The key question: Can Congress end the gathering credit maelstrom by passing the $700 billion rescue plan? Or is it already too late?
"It's not too late," says Mark Zandi, chief economist at Moody's Economy.com in West Chester, Pa. "But by their initial reaction, Congress made things worse. They have diluted the benefit of finally acting, and it may mean they have to do even more to stem the damage."
On Thursday, President Bush, urging the House to pass the $700 billion rescue package, said the frozen credit markets were hurting business. "They need to have money on a regular basis from their local banker," he said. "People are not lending money to our medium- and small-sized businesses."
Not everyone has felt the squeeze yet. Home buyers with good credit can still get mortgages, although it may require more footwork. The interest-rate gap between commercial bank lending and Treasury bills has eased from record levels a few days ago.

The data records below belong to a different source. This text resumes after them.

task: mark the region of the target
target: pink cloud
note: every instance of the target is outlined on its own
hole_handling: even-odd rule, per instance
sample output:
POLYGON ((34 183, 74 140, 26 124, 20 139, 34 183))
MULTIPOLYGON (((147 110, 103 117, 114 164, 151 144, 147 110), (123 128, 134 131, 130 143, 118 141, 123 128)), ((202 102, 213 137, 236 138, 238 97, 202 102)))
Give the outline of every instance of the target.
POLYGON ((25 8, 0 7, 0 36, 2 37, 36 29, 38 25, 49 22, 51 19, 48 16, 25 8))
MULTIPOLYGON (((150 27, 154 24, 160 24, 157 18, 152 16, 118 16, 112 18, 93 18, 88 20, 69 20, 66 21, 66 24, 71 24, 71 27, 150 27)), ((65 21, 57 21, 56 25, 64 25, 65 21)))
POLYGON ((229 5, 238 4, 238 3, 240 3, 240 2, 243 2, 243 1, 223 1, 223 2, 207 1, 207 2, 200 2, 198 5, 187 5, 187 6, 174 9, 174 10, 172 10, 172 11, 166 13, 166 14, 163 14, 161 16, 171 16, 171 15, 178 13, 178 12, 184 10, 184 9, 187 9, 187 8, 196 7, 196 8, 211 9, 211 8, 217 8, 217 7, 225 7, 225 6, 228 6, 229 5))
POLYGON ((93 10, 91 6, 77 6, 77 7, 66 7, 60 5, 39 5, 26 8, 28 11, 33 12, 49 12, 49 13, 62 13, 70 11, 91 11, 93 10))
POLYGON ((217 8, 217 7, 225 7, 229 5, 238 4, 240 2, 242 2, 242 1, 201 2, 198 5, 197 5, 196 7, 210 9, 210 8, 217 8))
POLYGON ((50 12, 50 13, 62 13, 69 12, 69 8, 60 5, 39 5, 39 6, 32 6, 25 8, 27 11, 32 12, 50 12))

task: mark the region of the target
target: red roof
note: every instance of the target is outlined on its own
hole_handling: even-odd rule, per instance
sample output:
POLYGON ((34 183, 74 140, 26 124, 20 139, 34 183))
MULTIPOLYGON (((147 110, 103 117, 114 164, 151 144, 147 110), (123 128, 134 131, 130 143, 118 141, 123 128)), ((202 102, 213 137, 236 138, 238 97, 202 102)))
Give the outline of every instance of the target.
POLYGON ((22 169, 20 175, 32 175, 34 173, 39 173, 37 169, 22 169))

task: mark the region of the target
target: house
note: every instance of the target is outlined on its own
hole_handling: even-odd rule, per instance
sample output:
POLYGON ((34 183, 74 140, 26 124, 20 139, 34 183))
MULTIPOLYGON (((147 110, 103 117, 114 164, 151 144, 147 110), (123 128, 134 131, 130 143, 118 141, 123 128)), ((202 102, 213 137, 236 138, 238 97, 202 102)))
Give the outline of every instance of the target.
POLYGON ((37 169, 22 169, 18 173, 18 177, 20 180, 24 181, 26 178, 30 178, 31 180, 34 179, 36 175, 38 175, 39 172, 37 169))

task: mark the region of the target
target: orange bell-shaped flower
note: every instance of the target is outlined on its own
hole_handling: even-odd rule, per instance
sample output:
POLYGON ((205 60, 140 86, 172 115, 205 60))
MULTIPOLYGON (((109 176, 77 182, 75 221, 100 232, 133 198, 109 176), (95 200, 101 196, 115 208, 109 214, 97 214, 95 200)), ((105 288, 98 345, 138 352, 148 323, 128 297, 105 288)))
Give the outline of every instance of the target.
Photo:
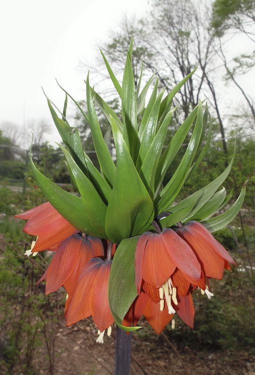
POLYGON ((46 202, 15 218, 29 219, 23 231, 38 236, 32 252, 53 248, 79 231, 46 202))
POLYGON ((192 248, 207 278, 221 279, 228 262, 235 264, 226 250, 200 222, 190 221, 175 232, 192 248))
POLYGON ((108 297, 111 264, 111 260, 106 262, 96 258, 84 268, 75 290, 66 304, 67 326, 90 315, 101 332, 113 323, 108 297))
POLYGON ((50 266, 37 284, 46 278, 47 294, 63 285, 70 294, 76 288, 83 267, 92 258, 104 254, 100 238, 73 234, 56 250, 50 266))

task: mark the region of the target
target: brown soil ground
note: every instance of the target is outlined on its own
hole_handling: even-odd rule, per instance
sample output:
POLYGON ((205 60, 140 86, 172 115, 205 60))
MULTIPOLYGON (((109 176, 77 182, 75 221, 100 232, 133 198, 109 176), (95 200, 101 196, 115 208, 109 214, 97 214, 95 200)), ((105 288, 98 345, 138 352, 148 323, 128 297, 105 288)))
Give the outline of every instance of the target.
MULTIPOLYGON (((100 344, 96 342, 97 330, 89 320, 69 328, 63 321, 61 326, 56 335, 51 372, 49 362, 45 360, 45 349, 37 349, 35 364, 40 369, 40 374, 114 374, 115 332, 110 338, 106 334, 104 343, 100 344)), ((196 352, 187 347, 180 352, 164 335, 152 332, 143 342, 138 334, 133 334, 132 375, 255 375, 255 356, 247 352, 196 352)))

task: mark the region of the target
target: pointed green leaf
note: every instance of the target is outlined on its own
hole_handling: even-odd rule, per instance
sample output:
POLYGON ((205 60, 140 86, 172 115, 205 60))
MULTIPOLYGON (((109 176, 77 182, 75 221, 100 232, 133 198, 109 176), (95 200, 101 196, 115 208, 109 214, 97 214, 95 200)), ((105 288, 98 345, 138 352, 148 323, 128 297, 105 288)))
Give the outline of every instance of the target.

"The damage is not repaired by any stretch, and the markets are wise to hold back on a positive reaction to the Senate passing the rescue bill," says Bob Brusca of Fact & Opinion Economics in New York. "But the economic data is so terrible, the economy looks decisively in a recession, and the market has to deal with that."
Business leaders report the tightening credit milieu is becoming increasingly widespread. "It's more difficult to get a car loan, more difficult to buy large appliances, for small business to finance their purchasing," says John Castellani, president of the Business Roundtable, a Washington association of 160 CEOs of leading US companies.
The auto industry is especially feeling the crunch, with sales falling an average of 27 percent in September. Two states that are particularly hard hit: Florida and California, where buyers are used to tapping home equity lines to finance their vehicles.
Nationally, only 63 percent of consumers applying for a car loan are being approved compared with 83 percent a year ago, says Art Spinella, president of CNW Marketing Research in Bandon, Ore. "It's not that they are bad loans. It's just that no one knows used-car pricing.
The crunch is particularly difficult, he says, for independent auto dealers and used-car dealers. In September alone, he says, nearly 1,000 independents or used-car dealers closed their doors in the US. "They can't get their customers an auto loan," he says.
That's the experience of Gabriel and Michael Elmassih, who own four-month-old Quincy (Mass.) International Auto Sales, which sells used cars. "We probably lost 10 deals in a month because the banks don't approve the car loans," says Gabriel Elmassih.
Credit woes are spreading fairly quickly to the small-business community. In a survey completed in early September, the National Small Business Association found that 32 percent of its members reported worsening bank-loan terms, up from 27 percent in February.